MSC Nastran is a widely used structural analysis applications, especially for large modal analysis (i.e., eigenvalue) simulations. It requires a high-capability I/O system for good throughput performance. However, good I/O performance on a cluster architecture can be a challenge, since clusters are often configured to maximize compute scalability and have relatively weak I/O capability per node.
To address this challenge, Cray introduced the Cray® DataWarp™ I/O acceleration capability, offered in Cray® XC40™ supercomputers. The DataWarp applications I/O accelerator leverages features of the Cray Linux® environment, solid-state storage (SSD) and the Cray high-speed network to enable high-performance I/O at every node in the system without the need for SSDs on every node. The DataWarp accelerator also works with the underlying parallel file system (e.g., Lustre®) to automatically stage data in/out of the flash storage tier as jobs begin and end.
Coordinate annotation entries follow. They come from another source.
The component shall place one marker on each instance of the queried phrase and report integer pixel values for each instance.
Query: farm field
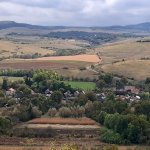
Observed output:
(33, 64)
(32, 44)
(63, 121)
(11, 79)
(86, 58)
(128, 50)
(81, 85)
(133, 68)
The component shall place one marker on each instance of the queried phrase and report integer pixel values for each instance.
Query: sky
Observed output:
(76, 12)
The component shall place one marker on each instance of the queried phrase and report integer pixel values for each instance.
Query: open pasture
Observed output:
(81, 85)
(128, 50)
(85, 58)
(137, 69)
(63, 121)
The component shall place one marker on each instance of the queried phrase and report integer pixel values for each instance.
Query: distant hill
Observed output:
(12, 24)
(136, 27)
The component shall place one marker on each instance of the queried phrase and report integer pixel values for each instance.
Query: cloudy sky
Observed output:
(76, 12)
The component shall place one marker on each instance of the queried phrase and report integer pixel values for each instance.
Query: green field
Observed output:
(11, 79)
(81, 85)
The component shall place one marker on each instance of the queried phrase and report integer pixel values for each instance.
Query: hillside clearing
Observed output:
(81, 85)
(128, 50)
(137, 69)
(63, 121)
(85, 58)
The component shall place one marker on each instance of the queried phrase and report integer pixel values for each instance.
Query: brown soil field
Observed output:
(26, 65)
(128, 50)
(49, 144)
(86, 58)
(137, 69)
(32, 45)
(63, 121)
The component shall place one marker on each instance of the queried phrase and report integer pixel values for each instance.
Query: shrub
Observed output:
(36, 113)
(52, 112)
(65, 112)
(110, 136)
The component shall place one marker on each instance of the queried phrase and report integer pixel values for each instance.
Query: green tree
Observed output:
(5, 84)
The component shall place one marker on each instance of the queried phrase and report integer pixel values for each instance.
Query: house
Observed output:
(126, 90)
(132, 90)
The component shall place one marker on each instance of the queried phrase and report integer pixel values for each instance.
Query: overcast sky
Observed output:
(76, 12)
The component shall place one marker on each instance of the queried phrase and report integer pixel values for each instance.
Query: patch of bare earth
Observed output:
(86, 58)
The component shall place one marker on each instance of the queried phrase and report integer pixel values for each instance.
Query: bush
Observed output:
(5, 125)
(110, 136)
(52, 112)
(36, 113)
(65, 112)
(101, 117)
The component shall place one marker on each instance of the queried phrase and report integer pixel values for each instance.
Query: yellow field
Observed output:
(138, 69)
(85, 58)
(128, 50)
(42, 46)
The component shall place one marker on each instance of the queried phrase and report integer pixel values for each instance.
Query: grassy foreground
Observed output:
(81, 85)
(11, 79)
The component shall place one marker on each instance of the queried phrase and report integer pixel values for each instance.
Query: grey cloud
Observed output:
(76, 12)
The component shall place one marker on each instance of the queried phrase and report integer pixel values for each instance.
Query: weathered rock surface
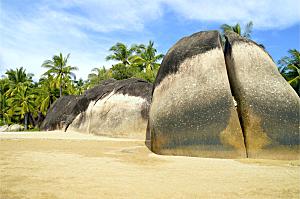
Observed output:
(114, 108)
(117, 108)
(267, 104)
(192, 111)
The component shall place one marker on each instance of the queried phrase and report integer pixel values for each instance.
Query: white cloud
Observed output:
(31, 33)
(266, 14)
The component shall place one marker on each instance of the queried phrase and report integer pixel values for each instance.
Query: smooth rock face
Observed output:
(116, 108)
(267, 104)
(192, 111)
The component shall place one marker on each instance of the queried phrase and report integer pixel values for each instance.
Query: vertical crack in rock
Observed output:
(227, 51)
(267, 105)
(192, 111)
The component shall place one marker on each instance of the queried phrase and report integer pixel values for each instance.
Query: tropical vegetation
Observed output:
(289, 67)
(25, 101)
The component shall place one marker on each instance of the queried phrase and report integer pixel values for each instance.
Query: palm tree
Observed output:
(120, 53)
(17, 78)
(23, 104)
(5, 113)
(290, 69)
(46, 93)
(98, 75)
(147, 60)
(59, 69)
(237, 29)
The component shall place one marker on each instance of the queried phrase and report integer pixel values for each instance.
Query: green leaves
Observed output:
(289, 67)
(138, 61)
(59, 69)
(237, 29)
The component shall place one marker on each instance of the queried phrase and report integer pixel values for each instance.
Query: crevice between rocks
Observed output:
(230, 74)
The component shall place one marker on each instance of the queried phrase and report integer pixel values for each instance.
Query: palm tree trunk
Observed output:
(26, 121)
(60, 90)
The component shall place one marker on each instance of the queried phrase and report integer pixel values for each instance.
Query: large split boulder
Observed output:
(267, 104)
(192, 111)
(113, 108)
(118, 108)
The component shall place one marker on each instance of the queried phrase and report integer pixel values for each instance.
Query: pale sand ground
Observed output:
(71, 165)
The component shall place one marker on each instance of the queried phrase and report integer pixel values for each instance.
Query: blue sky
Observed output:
(32, 31)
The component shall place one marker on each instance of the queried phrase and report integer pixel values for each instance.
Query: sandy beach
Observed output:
(71, 165)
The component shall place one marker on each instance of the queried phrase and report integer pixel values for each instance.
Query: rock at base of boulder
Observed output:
(113, 108)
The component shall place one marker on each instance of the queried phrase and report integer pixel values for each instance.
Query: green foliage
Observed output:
(26, 102)
(62, 73)
(98, 75)
(237, 29)
(289, 67)
(138, 61)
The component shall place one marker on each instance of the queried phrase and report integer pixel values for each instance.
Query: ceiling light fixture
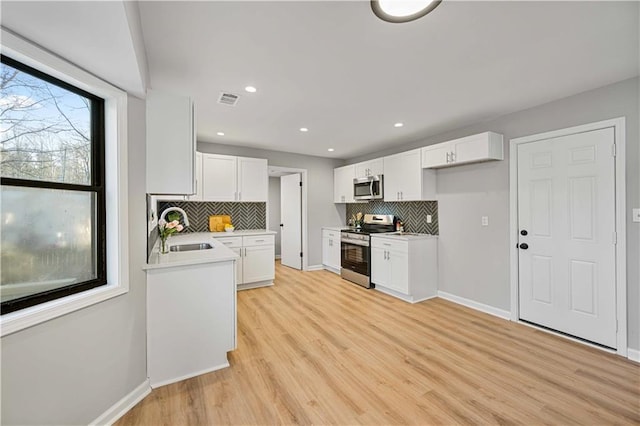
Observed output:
(397, 11)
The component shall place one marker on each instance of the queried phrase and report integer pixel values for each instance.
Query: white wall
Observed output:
(70, 370)
(473, 261)
(273, 210)
(320, 208)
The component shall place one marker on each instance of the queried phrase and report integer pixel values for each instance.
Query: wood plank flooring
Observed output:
(315, 349)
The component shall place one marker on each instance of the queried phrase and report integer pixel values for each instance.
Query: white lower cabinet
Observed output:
(405, 268)
(191, 320)
(331, 250)
(256, 265)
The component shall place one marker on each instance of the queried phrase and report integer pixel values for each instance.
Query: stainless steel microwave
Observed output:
(368, 188)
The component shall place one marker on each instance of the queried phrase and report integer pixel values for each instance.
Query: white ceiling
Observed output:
(337, 69)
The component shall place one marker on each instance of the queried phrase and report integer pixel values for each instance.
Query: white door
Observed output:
(566, 224)
(291, 220)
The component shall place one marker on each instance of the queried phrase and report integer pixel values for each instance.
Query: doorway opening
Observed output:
(291, 214)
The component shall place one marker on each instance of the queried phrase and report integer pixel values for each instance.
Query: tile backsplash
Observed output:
(412, 213)
(243, 215)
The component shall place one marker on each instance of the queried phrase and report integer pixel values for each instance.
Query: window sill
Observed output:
(25, 318)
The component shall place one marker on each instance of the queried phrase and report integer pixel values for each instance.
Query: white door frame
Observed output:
(618, 125)
(303, 175)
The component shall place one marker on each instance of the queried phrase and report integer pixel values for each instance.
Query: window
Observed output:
(52, 167)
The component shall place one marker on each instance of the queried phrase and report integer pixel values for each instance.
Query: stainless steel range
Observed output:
(355, 244)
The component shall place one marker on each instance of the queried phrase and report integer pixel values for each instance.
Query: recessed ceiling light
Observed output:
(402, 10)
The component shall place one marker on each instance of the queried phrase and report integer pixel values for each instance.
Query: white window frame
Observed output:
(116, 191)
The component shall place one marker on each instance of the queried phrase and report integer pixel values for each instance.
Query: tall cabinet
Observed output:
(171, 144)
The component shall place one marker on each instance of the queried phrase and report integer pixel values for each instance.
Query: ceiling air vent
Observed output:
(227, 98)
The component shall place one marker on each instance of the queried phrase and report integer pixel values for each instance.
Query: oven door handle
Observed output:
(356, 243)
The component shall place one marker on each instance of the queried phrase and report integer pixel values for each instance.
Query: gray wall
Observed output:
(273, 210)
(466, 193)
(320, 208)
(70, 370)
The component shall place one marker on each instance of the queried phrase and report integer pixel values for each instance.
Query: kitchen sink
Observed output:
(191, 247)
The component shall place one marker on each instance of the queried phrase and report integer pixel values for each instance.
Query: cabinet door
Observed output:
(343, 184)
(380, 267)
(219, 177)
(403, 176)
(399, 276)
(253, 179)
(198, 195)
(170, 135)
(258, 264)
(436, 156)
(369, 168)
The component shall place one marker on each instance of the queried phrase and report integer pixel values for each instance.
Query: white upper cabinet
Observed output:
(406, 180)
(253, 179)
(219, 177)
(369, 168)
(171, 144)
(343, 184)
(471, 149)
(230, 178)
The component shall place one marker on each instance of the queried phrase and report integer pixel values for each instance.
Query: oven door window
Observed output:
(355, 258)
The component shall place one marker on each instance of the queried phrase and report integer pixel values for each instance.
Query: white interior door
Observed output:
(566, 225)
(291, 220)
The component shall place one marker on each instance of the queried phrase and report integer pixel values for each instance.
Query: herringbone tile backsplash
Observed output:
(243, 215)
(412, 213)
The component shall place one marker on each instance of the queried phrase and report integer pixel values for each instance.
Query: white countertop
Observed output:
(335, 228)
(407, 236)
(219, 252)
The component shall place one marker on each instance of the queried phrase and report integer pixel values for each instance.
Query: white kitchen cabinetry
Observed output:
(171, 144)
(471, 149)
(406, 180)
(230, 178)
(331, 250)
(343, 184)
(405, 268)
(256, 266)
(191, 320)
(369, 168)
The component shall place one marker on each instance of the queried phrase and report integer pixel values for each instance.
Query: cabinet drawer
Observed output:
(258, 240)
(231, 242)
(326, 233)
(389, 244)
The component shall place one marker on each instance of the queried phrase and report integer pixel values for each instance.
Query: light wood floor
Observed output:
(315, 349)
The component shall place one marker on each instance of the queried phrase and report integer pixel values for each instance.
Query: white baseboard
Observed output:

Unlike computational fluid dynamics and explicit structural applications (e.g., crash simulations), most implicit structural simulations do not scale to hundreds of cores, and I/O performance is critical. In this post I’ll share the results of a recent test that put Cray’s DataWarp technology to work on a large MSC Nastran simulation.
Improved I/O performance for NVH
This example is based on an MSC Nastran “noise, vibration and harshness” (NVH) simulation of an automotive floor pan. NVH simulation is a core technology in the automotive design process, and fast turnaround is especially important. The simulation was run twice, first using only the spinning disk in a high-performance Lustre file system for I/O and then using the DataWarp feature on the XC40 system. The use of DataWarp acceleration significantly reduced I/O time and, most importantly, the simulation finished in half the elapsed time.
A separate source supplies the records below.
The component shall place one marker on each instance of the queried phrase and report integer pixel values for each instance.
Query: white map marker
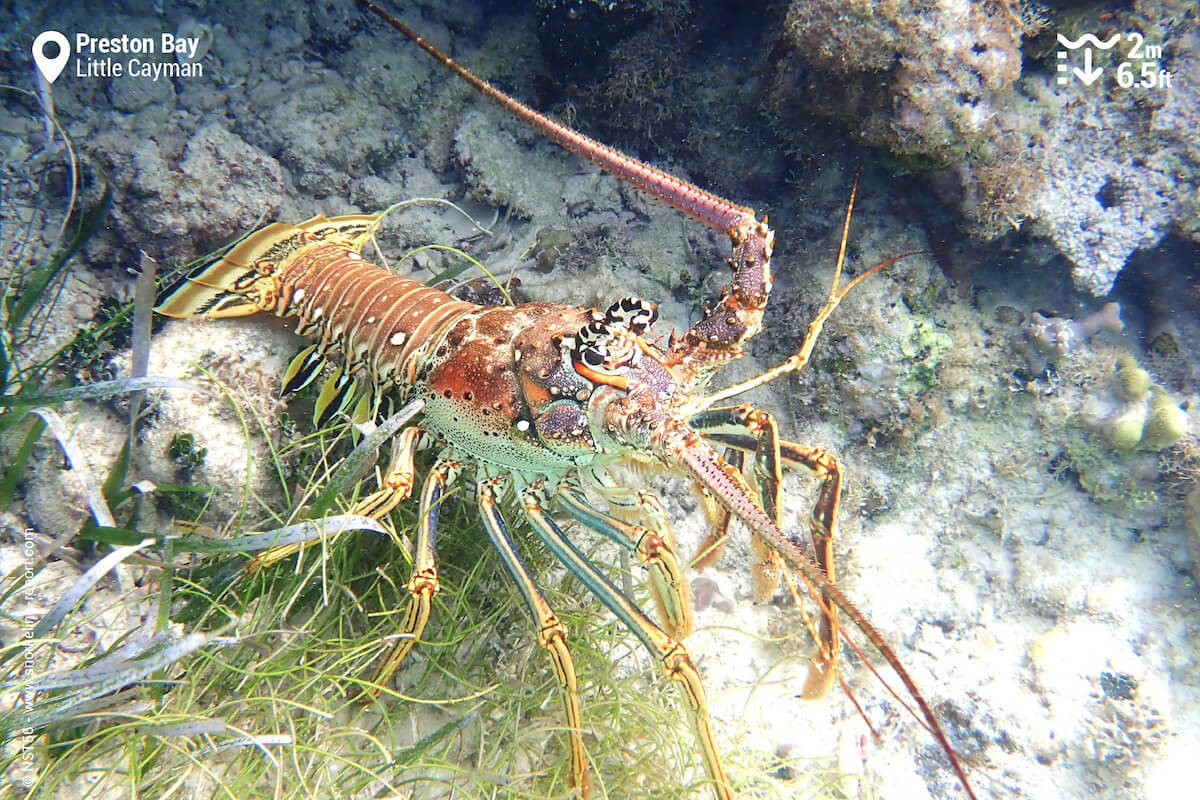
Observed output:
(51, 67)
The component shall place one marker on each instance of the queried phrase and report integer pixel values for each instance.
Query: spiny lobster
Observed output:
(541, 400)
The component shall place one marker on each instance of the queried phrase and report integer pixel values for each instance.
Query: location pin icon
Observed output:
(51, 66)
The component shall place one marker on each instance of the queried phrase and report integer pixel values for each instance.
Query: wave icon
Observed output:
(1089, 38)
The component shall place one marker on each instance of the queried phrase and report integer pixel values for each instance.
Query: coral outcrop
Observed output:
(1101, 170)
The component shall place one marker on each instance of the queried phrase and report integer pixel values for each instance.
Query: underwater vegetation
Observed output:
(1020, 517)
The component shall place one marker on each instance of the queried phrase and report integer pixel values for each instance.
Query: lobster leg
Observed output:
(772, 453)
(397, 483)
(672, 656)
(551, 631)
(653, 545)
(424, 583)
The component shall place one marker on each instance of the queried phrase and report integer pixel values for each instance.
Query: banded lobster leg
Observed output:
(551, 631)
(737, 317)
(395, 487)
(773, 453)
(653, 545)
(672, 655)
(424, 582)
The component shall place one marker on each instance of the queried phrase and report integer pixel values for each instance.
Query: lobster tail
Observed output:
(244, 280)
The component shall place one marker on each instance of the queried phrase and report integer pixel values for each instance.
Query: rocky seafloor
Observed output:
(1021, 516)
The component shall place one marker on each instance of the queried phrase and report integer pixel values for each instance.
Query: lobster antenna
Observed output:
(703, 206)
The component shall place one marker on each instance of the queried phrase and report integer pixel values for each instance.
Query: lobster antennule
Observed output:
(681, 446)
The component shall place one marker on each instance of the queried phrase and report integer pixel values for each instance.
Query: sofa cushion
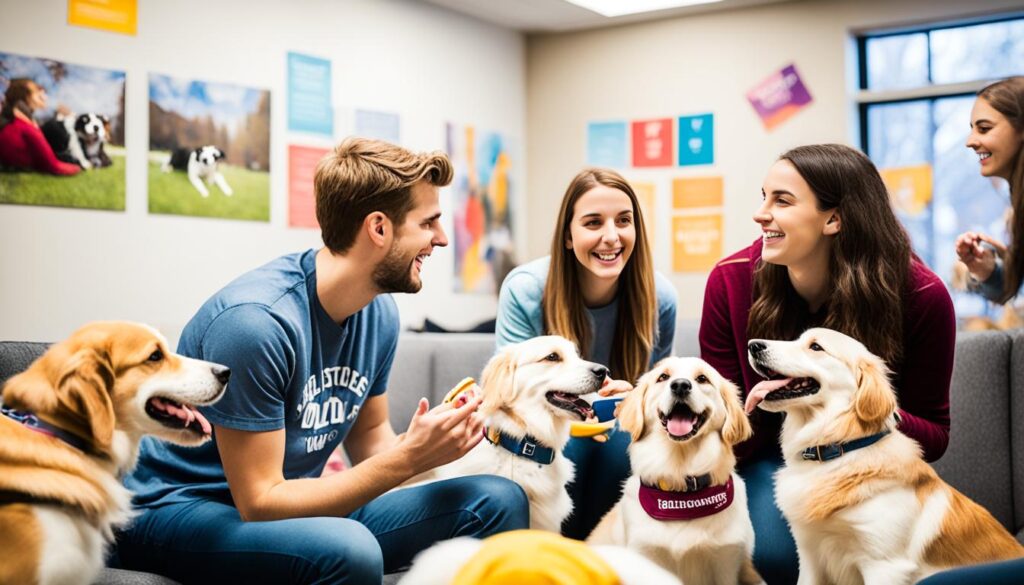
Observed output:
(977, 461)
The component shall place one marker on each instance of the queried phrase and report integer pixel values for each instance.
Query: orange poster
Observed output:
(696, 192)
(696, 242)
(301, 168)
(115, 15)
(909, 187)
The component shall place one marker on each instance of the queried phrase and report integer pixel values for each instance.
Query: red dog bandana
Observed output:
(685, 505)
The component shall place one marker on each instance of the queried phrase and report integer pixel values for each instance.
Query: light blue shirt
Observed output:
(519, 314)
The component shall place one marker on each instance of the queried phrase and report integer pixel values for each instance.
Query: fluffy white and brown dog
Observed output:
(71, 426)
(862, 504)
(531, 392)
(684, 506)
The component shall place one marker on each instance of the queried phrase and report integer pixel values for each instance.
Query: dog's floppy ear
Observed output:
(498, 381)
(630, 411)
(84, 397)
(875, 400)
(737, 426)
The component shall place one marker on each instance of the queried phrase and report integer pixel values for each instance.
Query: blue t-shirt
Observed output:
(519, 314)
(292, 368)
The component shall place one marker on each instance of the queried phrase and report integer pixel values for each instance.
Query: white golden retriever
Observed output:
(531, 393)
(684, 506)
(862, 504)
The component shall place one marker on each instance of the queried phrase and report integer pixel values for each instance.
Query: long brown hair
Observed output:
(564, 312)
(1007, 97)
(869, 259)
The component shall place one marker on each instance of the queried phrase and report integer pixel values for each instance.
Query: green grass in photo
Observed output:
(95, 189)
(171, 193)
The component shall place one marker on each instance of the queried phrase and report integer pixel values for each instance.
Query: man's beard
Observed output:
(394, 274)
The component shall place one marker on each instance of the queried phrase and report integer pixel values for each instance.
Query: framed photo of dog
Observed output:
(209, 150)
(81, 113)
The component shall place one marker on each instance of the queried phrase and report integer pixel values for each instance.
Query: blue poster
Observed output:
(309, 95)
(380, 125)
(696, 139)
(606, 144)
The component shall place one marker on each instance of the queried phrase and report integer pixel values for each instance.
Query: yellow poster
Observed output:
(645, 196)
(114, 15)
(909, 187)
(696, 192)
(696, 242)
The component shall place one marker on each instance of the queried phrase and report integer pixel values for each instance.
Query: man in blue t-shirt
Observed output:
(310, 339)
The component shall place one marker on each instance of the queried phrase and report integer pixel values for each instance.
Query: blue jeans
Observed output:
(600, 470)
(206, 541)
(774, 550)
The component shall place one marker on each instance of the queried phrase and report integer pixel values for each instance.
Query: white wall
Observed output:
(61, 267)
(697, 65)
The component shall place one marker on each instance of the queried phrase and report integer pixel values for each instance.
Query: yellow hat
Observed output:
(535, 557)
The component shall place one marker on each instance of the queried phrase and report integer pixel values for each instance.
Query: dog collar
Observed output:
(33, 422)
(527, 447)
(837, 450)
(688, 505)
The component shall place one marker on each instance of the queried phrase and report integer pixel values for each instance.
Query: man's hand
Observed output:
(441, 434)
(980, 260)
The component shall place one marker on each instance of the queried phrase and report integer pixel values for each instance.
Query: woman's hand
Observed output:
(980, 260)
With over 19 million degrees of freedom the MSC Nastran NVH simulation is typical of the size of models that are now common in the automotive industry. The Lanczos algorithm was used to extract the first 10 modes. That’s a relatively small number of modes for this size model, but when using Lustre alone the I/O requirements still account for over half the execution time. For this example the simulation elapsed time went from 17,000 seconds with Lustre alone to 8,500 seconds with DataWarp technology.
What is requiring this much I/O? Analysis of this simulation showed that the files being read forward and backward multiple times in the Lanczos eigenvalue algorithm dominated the I/O time. While Lustre is optimized for performance while streaming data sequentially forward through the file, the backward read pushes the load into more of a transactional form. The DataWarp accelerator’s solid-state storage and specialized file system work well in this domain and allow the backward reads to go dramatically faster.
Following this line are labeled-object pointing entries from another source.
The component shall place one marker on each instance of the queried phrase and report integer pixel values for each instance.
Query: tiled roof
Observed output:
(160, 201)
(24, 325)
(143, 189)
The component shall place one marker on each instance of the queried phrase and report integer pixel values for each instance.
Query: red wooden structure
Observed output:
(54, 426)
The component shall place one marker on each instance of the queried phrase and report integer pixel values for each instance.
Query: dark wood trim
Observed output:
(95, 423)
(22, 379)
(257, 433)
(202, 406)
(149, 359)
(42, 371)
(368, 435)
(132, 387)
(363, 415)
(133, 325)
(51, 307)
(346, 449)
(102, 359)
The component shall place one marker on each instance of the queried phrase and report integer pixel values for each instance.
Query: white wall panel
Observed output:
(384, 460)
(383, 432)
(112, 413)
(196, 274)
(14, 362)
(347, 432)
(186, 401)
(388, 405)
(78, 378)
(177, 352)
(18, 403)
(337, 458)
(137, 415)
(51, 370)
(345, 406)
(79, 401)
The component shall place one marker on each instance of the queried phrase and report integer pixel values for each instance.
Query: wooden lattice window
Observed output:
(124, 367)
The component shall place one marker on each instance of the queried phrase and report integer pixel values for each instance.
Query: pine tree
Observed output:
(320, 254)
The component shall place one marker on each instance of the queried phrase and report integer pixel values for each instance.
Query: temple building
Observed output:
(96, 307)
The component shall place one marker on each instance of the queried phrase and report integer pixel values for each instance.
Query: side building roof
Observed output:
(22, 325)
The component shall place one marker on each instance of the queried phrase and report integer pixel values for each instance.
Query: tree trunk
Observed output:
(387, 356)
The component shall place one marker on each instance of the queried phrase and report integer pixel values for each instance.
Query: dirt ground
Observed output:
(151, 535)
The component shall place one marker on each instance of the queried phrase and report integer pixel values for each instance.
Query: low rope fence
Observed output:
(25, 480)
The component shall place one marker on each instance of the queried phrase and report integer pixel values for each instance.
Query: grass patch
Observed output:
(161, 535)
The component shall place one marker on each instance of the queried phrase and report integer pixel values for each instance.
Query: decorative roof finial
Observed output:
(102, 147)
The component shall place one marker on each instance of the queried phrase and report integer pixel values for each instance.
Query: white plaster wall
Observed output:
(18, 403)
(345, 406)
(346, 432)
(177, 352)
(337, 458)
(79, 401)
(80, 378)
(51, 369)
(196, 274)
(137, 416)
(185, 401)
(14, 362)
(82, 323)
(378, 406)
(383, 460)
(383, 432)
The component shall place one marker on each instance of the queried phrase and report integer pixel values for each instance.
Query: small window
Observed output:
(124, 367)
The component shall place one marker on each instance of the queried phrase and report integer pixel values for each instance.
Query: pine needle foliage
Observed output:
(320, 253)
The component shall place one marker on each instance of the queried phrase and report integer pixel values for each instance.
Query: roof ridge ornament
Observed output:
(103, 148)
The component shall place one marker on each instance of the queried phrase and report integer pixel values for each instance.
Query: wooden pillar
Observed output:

In this case, DataWarp technology is the perfect complement to Lustre to offload the I/O-intensive portions of Nastran to the flash storage tier.
This is illustrated in the following image, generated with the IOT toolkit from I/O Doctors, LLC. The two plots depict the MSC Nastran read and write access patterns versus time of the SCR300 scratch file. The upper plot shows the job utilizing DataWarp technology. The lower plot shows the job using Lustre only. Note the behavior of the Lustre job during the backward read after the client cache is exceeded. The data delivery rate becomes much slower, as indicated by the shallow slope. This is because Lustre does no prefetching when a file is accessed backward.
DataWarp accelerator overview
Of course, using SSDs to reduce I/O is not a new approach. Indeed, Cray first introduced SSDs in the early 80s, and in previous blog posts we have discussed the performance of the Cray® CS400™ system running MSC Nastran using SSDs configured on the node.
What is new is the use of the DataWarp I/O accelerator. A key advantage of the DataWarp technology is you do not have to configure an SSD on each node of the system to get SSD performance on every node. SSDs offer great I/O performance, but they cost significantly more than spinning disks, and hence are expensive to configure if they are not going to be fully utilized. With DataWarp technology, a limited number of SSDs are configured in the system and can be allocated at run time to the nodes and applications that require enhanced I/O performance. This is achieved via a combination of Cray technologies:
- The XC40 system’s high-speed interconnect for fast data movement between nodes
- Cray Data Virtualization Service (DVS), I/O forwarding and software infrastructure used to project an underlying file system to a group of compute nodes at run time
- A tightly integrated hardware and software environment for HPC efficiency
Cray systems are engineered for production HPC environments, which involve running a wide variety of applications with a wide variety of performance requirements. As users increase the fidelity of their simulations, including those that do not scale well across nodes, Cray’s DataWarp technology can help them address the full range of HPC applications.